Police officers searched bags and even the pockets of thousands of Chinese and foreign tourists streaming through checkpoints to visit the giant plaza in the Chinese capital, and foreign journalists were barred from entering.
“There are far more police than normal days,” said a 35-year-old Chinese man who said he frequently visits the square. “It’s because of June 4. It’s pretty scary having so much police. There are a lot of plainclothes officers too.”
An AFP TV journalist was ordered by police to delete footage from his camera and local tourists near the square declined to discuss the 1989 crackdown.
In Hong Kong, Victoria Park was lit up by tens of thousands of candles in remembrance of the massacre victims. Organizers said 150,000 people attended the vigil .It was the only commemoration of the military crackdown on Chinese soil.
“This rally will tell the world ... that we still remember the Tiananmen Square democracy movement,” said Xiong Yan (熊炎), a student leader of the 1989 protests who was surprisingly let into Hong Kong on Saturday.
Meanwhile, a state-controlled English-language Chinese newspaper, the Global Times, carried an unusually bold article on the Tiananmen crackdown, calling the incident a “sensitive topic.”
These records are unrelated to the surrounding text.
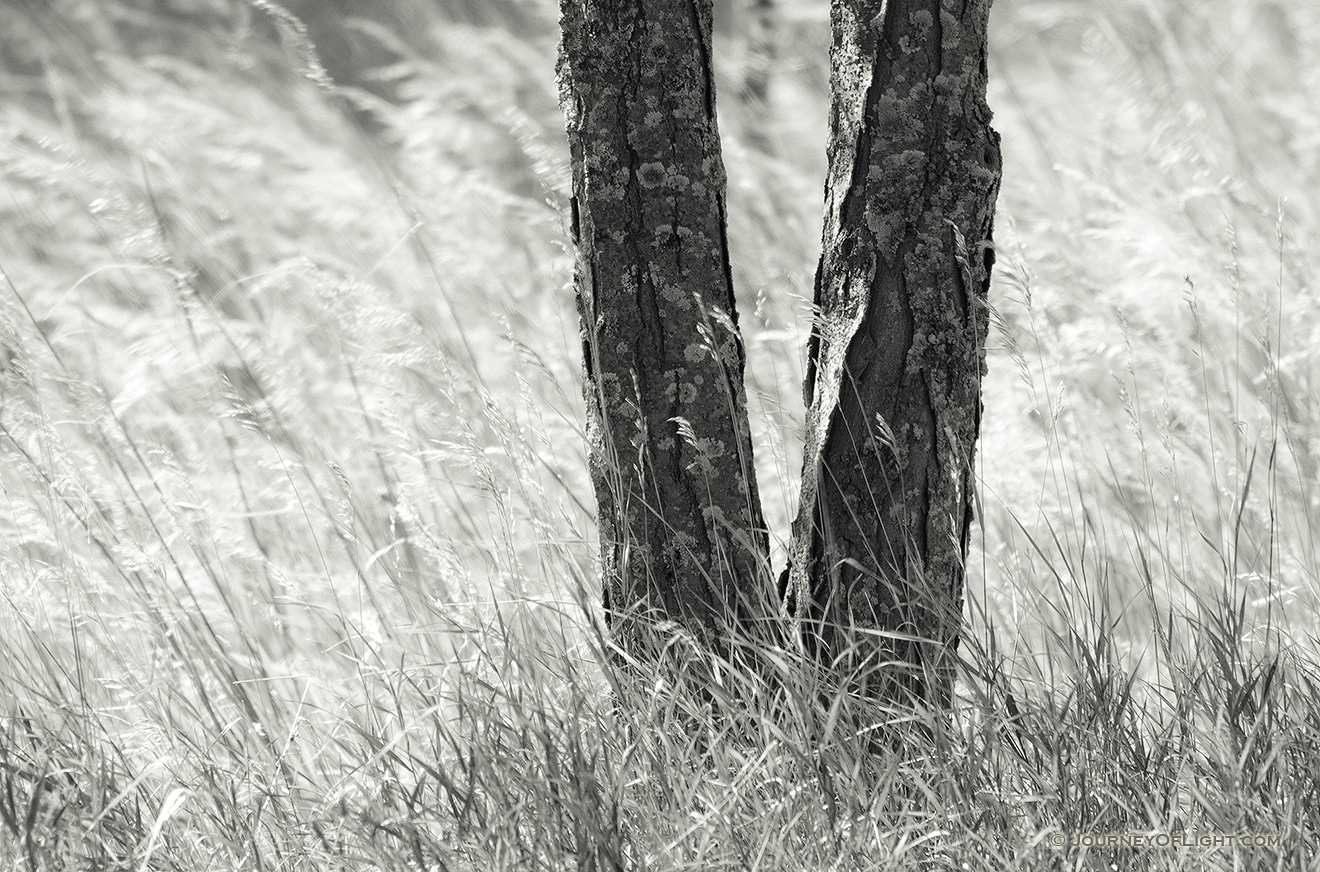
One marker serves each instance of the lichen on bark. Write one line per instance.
(898, 343)
(680, 520)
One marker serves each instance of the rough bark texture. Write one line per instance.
(898, 347)
(680, 519)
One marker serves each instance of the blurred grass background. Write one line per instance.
(296, 541)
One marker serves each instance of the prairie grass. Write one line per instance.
(296, 541)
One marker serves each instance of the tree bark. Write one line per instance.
(669, 449)
(898, 347)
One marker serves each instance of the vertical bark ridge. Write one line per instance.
(669, 446)
(898, 344)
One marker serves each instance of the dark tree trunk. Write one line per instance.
(680, 519)
(898, 347)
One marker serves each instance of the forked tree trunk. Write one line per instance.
(898, 347)
(680, 519)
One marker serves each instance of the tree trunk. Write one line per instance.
(680, 520)
(898, 346)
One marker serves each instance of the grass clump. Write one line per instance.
(295, 546)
The Global Times is not representative of the Chinese press as a whole, and addresses a foreign audience, leading critics to say it mainly serves to give China a veneer of openness.
“Twenty years after the June 4 Tiananmen incident, public discussion about what happened that day is almost nonexistent in mainstream society on the Chinese mainland,” said the Global Times, published by the People’s Daily, a Chinese Communist Party mouthpiece.
“It’s still a sensitive topic. Scholars, officials and businessmen declined interviews with the Global Times on the subject. And searches for ‘June 4 incident’ on the Chinese versions of Google, Baidu and Yahoo were blocked,” the paper wrote.